Writing isn’t brain surgery, but it’s rare when someone adept at the latter is also so accomplished at the former. Searching for meaning and purpose in his life, Kalanithi pursued a doctorate in literature and had felt certain that he wouldn’t enter the field of medicine, in which his father and other members of his family excelled. “But I couldn’t let go of the question,” he writes, after realizing that his goals “didn’t quite fit in an English department.” “Where did biology, morality, literature and philosophy intersect?” So he decided to set aside his doctoral dissertation and belatedly prepare for medical school, which “would allow me a chance to find answers that are not in books, to find a different sort of sublime, to forge relationships with the suffering, and to keep following the question of what makes human life meaningful, even in the face of death and decay.” The author’s empathy undoubtedly made him an exceptional doctor, and the precision of his prose—as well as the moral purpose underscoring it—suggests that he could have written a good book on any subject he chose.
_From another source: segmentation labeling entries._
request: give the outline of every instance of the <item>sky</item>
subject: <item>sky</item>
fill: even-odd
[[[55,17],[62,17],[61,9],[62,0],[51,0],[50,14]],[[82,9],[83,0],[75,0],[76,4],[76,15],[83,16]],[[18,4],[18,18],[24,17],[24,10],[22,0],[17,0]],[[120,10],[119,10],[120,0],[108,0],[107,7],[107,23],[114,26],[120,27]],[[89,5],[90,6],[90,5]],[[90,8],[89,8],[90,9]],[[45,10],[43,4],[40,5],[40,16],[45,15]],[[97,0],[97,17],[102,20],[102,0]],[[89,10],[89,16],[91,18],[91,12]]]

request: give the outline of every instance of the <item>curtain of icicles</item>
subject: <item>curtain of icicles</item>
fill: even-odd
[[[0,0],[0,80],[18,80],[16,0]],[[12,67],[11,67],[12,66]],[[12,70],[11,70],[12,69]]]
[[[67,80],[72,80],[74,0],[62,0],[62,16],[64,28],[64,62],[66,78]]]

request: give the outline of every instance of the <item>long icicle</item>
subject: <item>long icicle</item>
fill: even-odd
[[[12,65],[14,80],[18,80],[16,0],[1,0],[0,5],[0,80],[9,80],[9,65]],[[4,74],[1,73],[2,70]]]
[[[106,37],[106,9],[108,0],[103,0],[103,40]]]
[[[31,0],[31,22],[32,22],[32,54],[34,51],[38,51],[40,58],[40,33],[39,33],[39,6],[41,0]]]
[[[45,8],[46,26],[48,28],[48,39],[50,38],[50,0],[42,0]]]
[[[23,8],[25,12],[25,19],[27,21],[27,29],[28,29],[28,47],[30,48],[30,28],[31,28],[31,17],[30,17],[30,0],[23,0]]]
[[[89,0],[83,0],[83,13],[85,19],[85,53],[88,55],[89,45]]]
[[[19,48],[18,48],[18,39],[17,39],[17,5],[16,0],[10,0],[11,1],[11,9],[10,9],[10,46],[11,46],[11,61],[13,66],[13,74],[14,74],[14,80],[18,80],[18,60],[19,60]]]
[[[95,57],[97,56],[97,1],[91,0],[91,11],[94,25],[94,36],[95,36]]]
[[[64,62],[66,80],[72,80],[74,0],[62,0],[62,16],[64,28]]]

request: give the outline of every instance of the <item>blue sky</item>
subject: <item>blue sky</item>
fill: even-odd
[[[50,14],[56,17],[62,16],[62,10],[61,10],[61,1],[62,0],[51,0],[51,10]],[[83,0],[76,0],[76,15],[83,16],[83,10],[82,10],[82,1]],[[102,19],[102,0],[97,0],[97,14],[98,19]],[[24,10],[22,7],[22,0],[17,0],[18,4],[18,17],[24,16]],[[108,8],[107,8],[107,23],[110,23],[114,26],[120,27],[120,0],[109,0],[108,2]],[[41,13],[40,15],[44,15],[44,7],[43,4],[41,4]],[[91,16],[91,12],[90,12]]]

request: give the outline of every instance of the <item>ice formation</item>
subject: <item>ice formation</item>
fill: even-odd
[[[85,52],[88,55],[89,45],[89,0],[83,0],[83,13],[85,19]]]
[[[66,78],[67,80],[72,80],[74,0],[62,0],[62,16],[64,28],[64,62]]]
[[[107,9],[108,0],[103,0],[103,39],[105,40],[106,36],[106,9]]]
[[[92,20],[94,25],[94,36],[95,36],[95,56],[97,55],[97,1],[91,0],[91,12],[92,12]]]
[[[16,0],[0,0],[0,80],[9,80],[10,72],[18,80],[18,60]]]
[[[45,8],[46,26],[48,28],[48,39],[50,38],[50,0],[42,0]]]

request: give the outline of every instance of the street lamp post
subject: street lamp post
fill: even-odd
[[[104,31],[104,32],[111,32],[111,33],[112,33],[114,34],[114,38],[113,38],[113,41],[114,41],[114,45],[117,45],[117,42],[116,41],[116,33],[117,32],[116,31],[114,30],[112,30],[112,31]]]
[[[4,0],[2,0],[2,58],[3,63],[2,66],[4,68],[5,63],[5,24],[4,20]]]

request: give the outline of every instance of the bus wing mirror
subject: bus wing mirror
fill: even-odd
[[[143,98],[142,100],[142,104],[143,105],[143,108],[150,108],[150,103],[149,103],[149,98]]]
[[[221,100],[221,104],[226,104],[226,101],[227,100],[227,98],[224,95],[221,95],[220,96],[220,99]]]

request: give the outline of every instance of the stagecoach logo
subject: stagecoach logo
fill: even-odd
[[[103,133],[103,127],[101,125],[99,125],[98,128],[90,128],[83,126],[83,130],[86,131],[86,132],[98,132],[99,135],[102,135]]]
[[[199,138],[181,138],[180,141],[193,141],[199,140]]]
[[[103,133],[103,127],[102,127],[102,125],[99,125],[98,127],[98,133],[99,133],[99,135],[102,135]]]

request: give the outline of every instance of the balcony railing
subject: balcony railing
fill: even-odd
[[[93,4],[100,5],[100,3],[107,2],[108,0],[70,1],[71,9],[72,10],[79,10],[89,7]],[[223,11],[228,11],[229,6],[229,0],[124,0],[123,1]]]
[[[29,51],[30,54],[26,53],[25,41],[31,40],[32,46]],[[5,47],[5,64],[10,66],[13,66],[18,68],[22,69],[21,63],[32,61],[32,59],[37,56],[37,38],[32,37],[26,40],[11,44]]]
Part of what makes this book so essential is the fact that it was written under a death sentence following the diagnosis that upended his life, just as he was preparing to end his residency and attract offers at the top of his profession. Kalanithi learned he might have 10 years to live or perhaps five. Should he return to neurosurgery (he could and did), or should he write (he also did)? Should he and his wife have a baby? They did, eight months before he died, which was less than two years after the original diagnosis. “The fact of death is unsettling,” he understates. “Yet there is no other way to live.”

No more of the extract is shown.